Andrew Scott’s take on Tom Ripley is far from Alain Delon’s and Matt Damon’s, turning in charisma for sinister, calculating discernment.
Scott’s casting makes even more sense when considered within the broader context of Zaillian’s adaptation, leaning into the introspective nature of Tom’s nefarious schemes rather than their sensational thrills. The question of what exactly constitutes a fraud is woven carefully through each of Ripley’s characters, mostly centring around Dickie’s class entitlement and Tom’s identity theft, though even manifesting in the police inspector’s passing lies about his wife’s hometown. The rest of society wears false masks to get ahead, Tom reasons, so why shouldn’t he join in the game?
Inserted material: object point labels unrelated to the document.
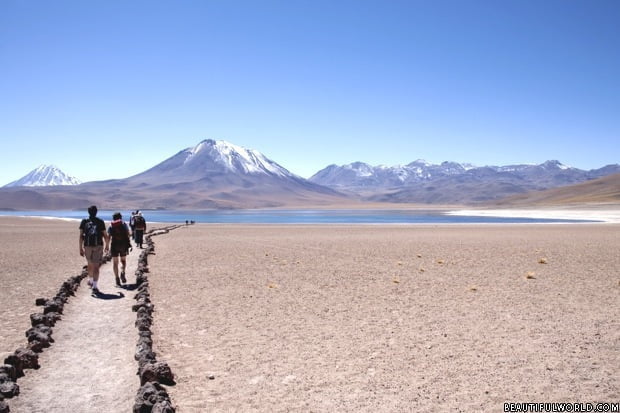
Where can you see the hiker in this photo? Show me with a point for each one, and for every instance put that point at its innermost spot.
(120, 245)
(132, 224)
(92, 234)
(140, 223)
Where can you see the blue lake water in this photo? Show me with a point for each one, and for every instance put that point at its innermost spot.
(297, 217)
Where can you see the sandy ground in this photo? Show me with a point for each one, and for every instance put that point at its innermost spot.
(330, 318)
(388, 318)
(90, 367)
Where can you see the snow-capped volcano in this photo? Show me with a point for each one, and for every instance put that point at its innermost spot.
(215, 158)
(231, 158)
(45, 175)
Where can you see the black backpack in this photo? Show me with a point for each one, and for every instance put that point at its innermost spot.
(91, 233)
(139, 221)
(120, 235)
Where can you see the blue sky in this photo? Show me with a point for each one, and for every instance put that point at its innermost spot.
(107, 89)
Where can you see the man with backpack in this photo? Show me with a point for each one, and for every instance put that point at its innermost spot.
(92, 234)
(120, 245)
(140, 224)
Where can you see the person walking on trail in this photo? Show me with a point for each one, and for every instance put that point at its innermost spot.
(132, 224)
(92, 235)
(120, 245)
(140, 223)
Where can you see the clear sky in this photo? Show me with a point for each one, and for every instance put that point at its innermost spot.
(108, 89)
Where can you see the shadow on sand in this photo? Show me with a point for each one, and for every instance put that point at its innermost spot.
(105, 296)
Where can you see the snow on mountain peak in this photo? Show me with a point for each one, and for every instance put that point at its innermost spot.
(45, 175)
(236, 158)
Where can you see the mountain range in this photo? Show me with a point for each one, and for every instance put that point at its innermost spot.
(451, 182)
(45, 175)
(218, 174)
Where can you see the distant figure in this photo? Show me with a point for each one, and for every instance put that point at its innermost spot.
(120, 244)
(92, 234)
(132, 224)
(140, 223)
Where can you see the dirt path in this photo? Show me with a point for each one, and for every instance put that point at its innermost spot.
(91, 366)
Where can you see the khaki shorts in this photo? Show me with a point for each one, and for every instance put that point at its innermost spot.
(94, 255)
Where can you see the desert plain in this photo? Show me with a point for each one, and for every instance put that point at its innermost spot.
(355, 318)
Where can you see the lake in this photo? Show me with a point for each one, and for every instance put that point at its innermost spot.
(298, 216)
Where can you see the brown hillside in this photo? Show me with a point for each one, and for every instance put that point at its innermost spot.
(598, 191)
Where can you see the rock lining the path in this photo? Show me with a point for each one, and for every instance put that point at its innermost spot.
(151, 397)
(39, 337)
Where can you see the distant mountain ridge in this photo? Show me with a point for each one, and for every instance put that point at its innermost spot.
(218, 174)
(451, 182)
(45, 175)
(211, 175)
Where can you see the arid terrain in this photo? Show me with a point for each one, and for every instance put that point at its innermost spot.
(348, 318)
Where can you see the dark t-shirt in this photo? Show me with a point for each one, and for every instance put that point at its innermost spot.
(100, 228)
(120, 235)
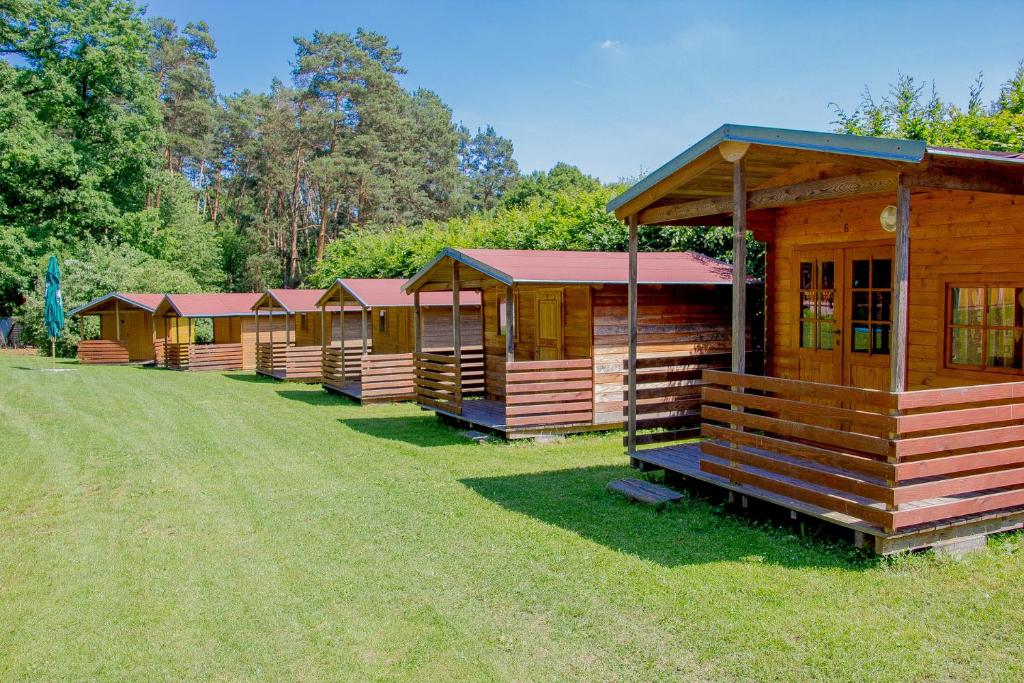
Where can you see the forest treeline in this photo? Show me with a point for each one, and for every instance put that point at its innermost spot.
(119, 154)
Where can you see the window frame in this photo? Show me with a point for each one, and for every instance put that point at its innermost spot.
(948, 326)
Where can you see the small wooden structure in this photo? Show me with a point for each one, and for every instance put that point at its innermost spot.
(128, 333)
(293, 351)
(233, 344)
(892, 400)
(380, 367)
(555, 335)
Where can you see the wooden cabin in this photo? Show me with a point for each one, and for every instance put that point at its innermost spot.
(378, 367)
(128, 333)
(892, 399)
(555, 334)
(293, 350)
(233, 342)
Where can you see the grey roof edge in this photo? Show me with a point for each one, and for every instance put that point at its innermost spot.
(111, 295)
(842, 143)
(457, 255)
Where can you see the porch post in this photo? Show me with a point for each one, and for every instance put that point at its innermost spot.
(631, 381)
(739, 265)
(456, 316)
(341, 331)
(509, 324)
(363, 323)
(901, 272)
(417, 332)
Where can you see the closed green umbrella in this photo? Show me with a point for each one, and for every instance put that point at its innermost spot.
(53, 314)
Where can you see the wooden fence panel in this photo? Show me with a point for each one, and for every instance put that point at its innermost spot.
(542, 393)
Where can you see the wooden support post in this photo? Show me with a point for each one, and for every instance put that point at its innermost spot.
(509, 324)
(341, 331)
(363, 323)
(456, 313)
(631, 379)
(739, 266)
(901, 274)
(417, 324)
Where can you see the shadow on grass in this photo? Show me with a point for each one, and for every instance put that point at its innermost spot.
(690, 532)
(420, 430)
(250, 377)
(310, 397)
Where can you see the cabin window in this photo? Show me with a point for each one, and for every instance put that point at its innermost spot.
(503, 323)
(985, 325)
(871, 295)
(817, 304)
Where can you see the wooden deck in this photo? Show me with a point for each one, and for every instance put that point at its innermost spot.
(489, 416)
(685, 460)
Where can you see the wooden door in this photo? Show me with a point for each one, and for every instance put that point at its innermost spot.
(548, 309)
(819, 278)
(867, 319)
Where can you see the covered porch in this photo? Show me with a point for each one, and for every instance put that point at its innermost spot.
(293, 353)
(891, 401)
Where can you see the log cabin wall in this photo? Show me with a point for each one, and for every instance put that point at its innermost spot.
(955, 237)
(672, 321)
(395, 334)
(136, 332)
(576, 330)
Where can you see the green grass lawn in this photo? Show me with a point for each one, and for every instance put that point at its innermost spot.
(171, 525)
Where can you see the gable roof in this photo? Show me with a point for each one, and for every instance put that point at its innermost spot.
(700, 172)
(513, 266)
(387, 292)
(145, 301)
(210, 305)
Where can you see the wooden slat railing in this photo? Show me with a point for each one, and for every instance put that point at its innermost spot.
(214, 356)
(102, 351)
(669, 394)
(442, 383)
(894, 460)
(541, 393)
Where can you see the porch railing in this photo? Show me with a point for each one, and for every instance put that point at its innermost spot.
(331, 364)
(669, 394)
(102, 351)
(541, 393)
(289, 361)
(894, 460)
(215, 356)
(441, 382)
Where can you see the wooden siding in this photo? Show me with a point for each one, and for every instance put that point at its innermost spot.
(680, 322)
(954, 236)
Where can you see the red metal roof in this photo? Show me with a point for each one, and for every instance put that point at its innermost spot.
(213, 305)
(596, 267)
(387, 292)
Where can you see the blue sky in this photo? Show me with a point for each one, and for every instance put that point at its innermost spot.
(617, 88)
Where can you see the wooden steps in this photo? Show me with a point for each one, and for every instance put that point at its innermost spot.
(645, 492)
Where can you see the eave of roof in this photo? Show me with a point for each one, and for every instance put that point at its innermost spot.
(113, 295)
(854, 145)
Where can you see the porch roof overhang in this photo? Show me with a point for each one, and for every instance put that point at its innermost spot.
(790, 167)
(386, 293)
(513, 267)
(232, 304)
(291, 301)
(140, 301)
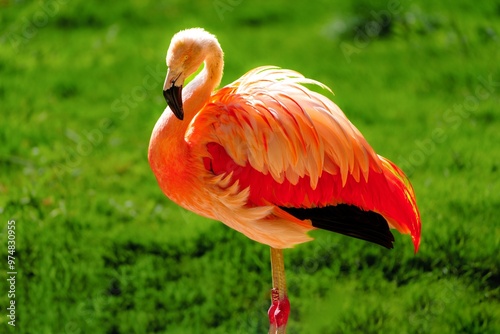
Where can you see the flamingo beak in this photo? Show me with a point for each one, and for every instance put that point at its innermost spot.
(173, 94)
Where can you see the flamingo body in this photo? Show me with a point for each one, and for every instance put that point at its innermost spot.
(266, 142)
(271, 159)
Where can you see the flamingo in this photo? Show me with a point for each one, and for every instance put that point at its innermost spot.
(271, 159)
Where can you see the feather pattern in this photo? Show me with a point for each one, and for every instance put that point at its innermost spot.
(292, 147)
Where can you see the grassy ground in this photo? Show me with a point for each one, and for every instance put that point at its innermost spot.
(99, 249)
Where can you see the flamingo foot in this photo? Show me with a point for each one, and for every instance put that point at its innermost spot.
(278, 312)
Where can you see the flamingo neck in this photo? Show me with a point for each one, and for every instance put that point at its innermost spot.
(197, 93)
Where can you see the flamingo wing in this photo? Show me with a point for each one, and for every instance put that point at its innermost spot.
(294, 149)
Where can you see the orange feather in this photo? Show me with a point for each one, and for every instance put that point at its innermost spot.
(252, 151)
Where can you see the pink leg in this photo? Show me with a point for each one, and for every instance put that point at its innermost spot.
(280, 307)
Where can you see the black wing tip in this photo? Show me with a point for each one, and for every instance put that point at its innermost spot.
(348, 220)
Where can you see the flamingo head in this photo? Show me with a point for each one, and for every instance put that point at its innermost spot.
(186, 53)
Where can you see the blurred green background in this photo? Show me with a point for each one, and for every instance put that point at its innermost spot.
(101, 250)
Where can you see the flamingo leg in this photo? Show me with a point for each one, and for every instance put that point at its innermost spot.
(280, 307)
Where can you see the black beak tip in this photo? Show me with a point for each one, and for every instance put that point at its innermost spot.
(173, 96)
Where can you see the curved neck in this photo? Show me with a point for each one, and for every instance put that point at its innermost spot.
(198, 91)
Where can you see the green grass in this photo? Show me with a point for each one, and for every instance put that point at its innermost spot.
(101, 250)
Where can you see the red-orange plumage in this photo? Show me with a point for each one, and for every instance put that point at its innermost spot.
(271, 159)
(292, 147)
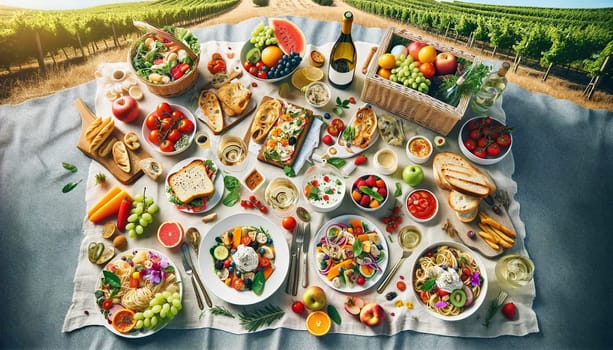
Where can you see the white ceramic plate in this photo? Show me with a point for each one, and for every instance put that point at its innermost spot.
(370, 282)
(343, 150)
(161, 325)
(212, 201)
(227, 293)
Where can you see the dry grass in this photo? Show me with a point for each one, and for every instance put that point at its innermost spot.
(17, 91)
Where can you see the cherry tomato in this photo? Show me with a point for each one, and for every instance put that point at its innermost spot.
(167, 146)
(174, 135)
(427, 69)
(289, 223)
(163, 110)
(186, 126)
(154, 136)
(152, 121)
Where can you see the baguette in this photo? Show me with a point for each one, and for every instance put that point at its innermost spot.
(191, 181)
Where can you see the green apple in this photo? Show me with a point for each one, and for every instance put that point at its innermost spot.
(413, 174)
(314, 298)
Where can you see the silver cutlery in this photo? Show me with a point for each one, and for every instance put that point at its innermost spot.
(187, 263)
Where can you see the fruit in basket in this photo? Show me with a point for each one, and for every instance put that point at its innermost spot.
(445, 63)
(126, 109)
(414, 48)
(289, 37)
(372, 314)
(413, 174)
(314, 298)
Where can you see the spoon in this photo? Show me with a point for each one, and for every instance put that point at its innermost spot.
(193, 237)
(405, 254)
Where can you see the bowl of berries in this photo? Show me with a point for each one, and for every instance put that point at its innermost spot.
(485, 140)
(274, 51)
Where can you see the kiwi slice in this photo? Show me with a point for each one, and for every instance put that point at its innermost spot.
(457, 298)
(254, 55)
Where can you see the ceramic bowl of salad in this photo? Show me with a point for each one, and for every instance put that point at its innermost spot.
(323, 188)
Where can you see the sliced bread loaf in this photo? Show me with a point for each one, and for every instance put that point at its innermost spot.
(191, 181)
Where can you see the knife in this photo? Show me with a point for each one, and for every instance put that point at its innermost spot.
(305, 253)
(190, 271)
(292, 262)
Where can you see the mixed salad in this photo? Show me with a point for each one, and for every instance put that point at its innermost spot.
(161, 61)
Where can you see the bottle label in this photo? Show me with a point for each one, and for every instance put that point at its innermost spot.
(340, 78)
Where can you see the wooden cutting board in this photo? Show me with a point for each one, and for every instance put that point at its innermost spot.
(135, 173)
(299, 141)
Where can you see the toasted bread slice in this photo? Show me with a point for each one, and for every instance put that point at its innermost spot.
(209, 105)
(191, 181)
(234, 98)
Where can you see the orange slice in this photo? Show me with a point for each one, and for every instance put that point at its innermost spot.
(123, 320)
(318, 323)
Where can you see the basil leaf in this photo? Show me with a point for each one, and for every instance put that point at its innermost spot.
(231, 183)
(69, 167)
(398, 191)
(111, 279)
(231, 199)
(70, 186)
(336, 162)
(334, 315)
(428, 285)
(369, 191)
(257, 285)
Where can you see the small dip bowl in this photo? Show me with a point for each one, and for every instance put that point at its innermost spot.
(419, 149)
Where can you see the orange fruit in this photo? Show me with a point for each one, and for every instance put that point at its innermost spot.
(318, 323)
(384, 73)
(427, 54)
(123, 320)
(170, 234)
(387, 61)
(271, 55)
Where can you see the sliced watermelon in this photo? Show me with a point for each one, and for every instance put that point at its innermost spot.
(289, 37)
(170, 234)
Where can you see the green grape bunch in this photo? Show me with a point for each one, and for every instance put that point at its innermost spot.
(263, 36)
(406, 72)
(141, 214)
(162, 308)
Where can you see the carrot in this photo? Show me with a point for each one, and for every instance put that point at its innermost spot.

It is no coincidence that the disguise he wears when pretending to be the ‘real’ Tom Ripley so closely resembles the representation of Caravaggio that we meet in the final episode. If anything, this is the truest version of Tom that he has played thus far, and Zaillian’s magnificent conclusion brings that comparison full circle with a dextrous montage of mirrored movements and graphic match cuts. Our protagonist is not some demon born to wreak havoc on the world, but rather a man who has always existed throughout history, seeking to climb the ladder of opportunity with a sharpened, creative impulse and moral disregard. As Ripley so thoroughly demonstrates in studying the mind of this genius, there may be no profession that better captures humanity’s enormous potential than an artist, and none that sinks any lower than a charlatan.
Zaillian sticks the landing with this tremendous montage of match cuts between Tom and Caravaggio, their weapons, and their victims, clearly inspired by The Usual Suspects while integrating his own sinister flair.Tom’s disguise as the ‘real’ Tom Ripley bears striking resemblance to Caravaggio, authenticating the connection between artist and criminal.